Porterfield has devoted a tremendous amount of time to teaching and mentoring, showing young reporters how to use public records to find stories. "I'm glad to see [President Obama's] new directive on openness, but I hope it trickles down to the independent agencies," he said. "Because there's been way, way too much secrecy." (Tim Redmond)
Beverly Kees Educator Award
ALAN GIBSON
Alan Gibson is reclaiming the Founding Fathers from conservatives with
his recent book Understanding the Founding: The Crucial Questions (University Press of Kansas, 2007). It examines the progressive ideals that guided early American political thought.
"The Founding Fathers are often captured by conservatives," Gibson told the Guardian. "But there is no clear line of legacy. It is much more complex than that. Conservative restoration politics are dangerous and not historically accurate."

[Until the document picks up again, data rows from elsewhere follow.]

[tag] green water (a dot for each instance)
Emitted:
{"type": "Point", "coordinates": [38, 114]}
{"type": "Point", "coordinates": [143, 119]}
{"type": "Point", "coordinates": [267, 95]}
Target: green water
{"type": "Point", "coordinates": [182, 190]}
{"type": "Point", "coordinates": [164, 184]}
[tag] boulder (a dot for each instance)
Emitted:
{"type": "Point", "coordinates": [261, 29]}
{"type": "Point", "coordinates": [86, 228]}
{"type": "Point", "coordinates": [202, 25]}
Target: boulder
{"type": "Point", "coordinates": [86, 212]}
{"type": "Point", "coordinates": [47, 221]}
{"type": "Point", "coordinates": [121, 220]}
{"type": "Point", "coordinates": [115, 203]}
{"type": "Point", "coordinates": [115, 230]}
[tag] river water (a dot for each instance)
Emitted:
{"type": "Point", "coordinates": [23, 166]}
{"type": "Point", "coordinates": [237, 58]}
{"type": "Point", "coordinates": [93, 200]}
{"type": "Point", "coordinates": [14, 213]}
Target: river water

As an undergraduate, Gibson cultivated an interest in issues of separation of church and state, which led to doctoral studies on James Madison, the namesake of the Society of Professional Journalists' annual Freedom of Information awards. "Madison was the most progressive of all [the Founding Fathers] when it comes to freedom of the press," Gibson said. "He helped develop the idea that American government should be responsive to public opinion, and the role of newspapers was to make sure that an authentic public opinion was set forth." Gibson, a political science professor at California State University-Chico, lectures at various colleges across the country. Understanding the Founding will be published in paperback later this year.